I have been having a series of discussions with a few security specialists in the last two weeks, and they've put a few seeds in my brain. I've reviewed a few articles about application vulnerabilities, and with more and more of the world moving into "the cloud" (btw, I hate that phrase) we're handing over more control to this nebulous entity. Google are definitely at the front, at least as far as end-user experience goes. Heck, I'm hosting this very blog on Google's servers, and neither know nor care where they are.

I also recently acquired an Android phone, and allowed Google's hooks into my life to sink just that bit deeper with integrated messaging, contacts, calendaring, apps I really don't need, Facebook on-the-go, Twitter... it's all cloud! I left my laptop at a friend's house recently, and realised (to my own shock) that frankly, I can live without it for a day or two, such is the functionality in this great new device.

So while all the focus is off in the cumulo-nimbus, I'm still dealing with daily life that's hosted and automated on some providers that are definitely well-defined. My bank is one of them, and as an extra I do some share dealing with their attached brokerage. Side note: three years ago I had spare cash and thought "what's safer than banks?".

Today, I placed an order to sell a few shares and received an order number. I recalled a conversation with one of these specialists about session identifiers where we discussed collision avoidance and non-sequentialness as two good markers for session tracking. On a whim, I took the URL generated by the transaction ID to view details and incremented the trade identifier by one digit.

Lo and behold, I got the details of someone else's trade. One thousand shares of an oil company, concluded around the same time as mine. Alarmed, I did it again, this time decrementing (I'd hit an upper bound), and found an incomplete trade. This is an order, as yet unfulfilled, awaiting the conditions set by the initiator. Now granted, i couldn't see the identity of the trader (in either case), so perhaps on the surface not such a big deal.

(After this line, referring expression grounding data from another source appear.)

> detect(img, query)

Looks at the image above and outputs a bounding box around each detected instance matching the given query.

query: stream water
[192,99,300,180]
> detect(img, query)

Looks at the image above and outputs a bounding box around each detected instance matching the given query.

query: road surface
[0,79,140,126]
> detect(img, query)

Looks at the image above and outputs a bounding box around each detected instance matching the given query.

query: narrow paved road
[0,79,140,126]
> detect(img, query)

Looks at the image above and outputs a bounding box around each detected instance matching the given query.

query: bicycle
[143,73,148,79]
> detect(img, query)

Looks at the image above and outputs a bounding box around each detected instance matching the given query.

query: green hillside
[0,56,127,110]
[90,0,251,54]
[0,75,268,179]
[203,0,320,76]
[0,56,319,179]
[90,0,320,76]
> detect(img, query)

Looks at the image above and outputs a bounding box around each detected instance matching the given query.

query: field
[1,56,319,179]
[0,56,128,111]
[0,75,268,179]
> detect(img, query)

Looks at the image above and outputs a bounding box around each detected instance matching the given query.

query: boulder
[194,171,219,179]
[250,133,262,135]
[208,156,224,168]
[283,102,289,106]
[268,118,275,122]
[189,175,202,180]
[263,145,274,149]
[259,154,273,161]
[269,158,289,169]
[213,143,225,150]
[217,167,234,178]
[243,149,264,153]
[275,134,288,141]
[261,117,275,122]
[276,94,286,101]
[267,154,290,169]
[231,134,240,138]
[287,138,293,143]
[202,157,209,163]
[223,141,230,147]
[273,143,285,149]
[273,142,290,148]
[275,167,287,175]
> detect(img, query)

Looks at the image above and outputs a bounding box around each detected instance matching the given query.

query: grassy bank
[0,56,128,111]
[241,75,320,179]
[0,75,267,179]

But, if you know dealing, complete trades are not so significant as they are done and dusted, while incomplete trades show intention. Script this query for current and future IDs, and you could get a feel for investor sentiment that gives you an advantage.

I've been using this particular trading system for years, and regardless of the losses I've made (seriously, I have no aptitude for this) thought of the security measures as fairly robust: SSL encryption, separate login and dealing password both never revealed in full, limits on trading volume by account type and history, approved browser versions only. How easily we are placated.

Handing over so much of our personal info into the (at least free) cloud scares me, though I'm conscious of the fact that free products are, in the sage words of my father, worth what you paid for them. Paid services may not fare much better; by abstracting services into this fog, we run the risk of losing touch with how services are delivered, how we control them, and what we stand to lose if it all goes wrong.

But most of all, they're still built and run to the same rules as traditional systems, no matter how abstractly they're presented. The same DBMSs, the same web servers and runtimes, the same developers and critically the same developer mentalities.

A sobering lesson indeed.

Oh, and yes I raised this with the brokerage concerned. Does that get me the ethical badge?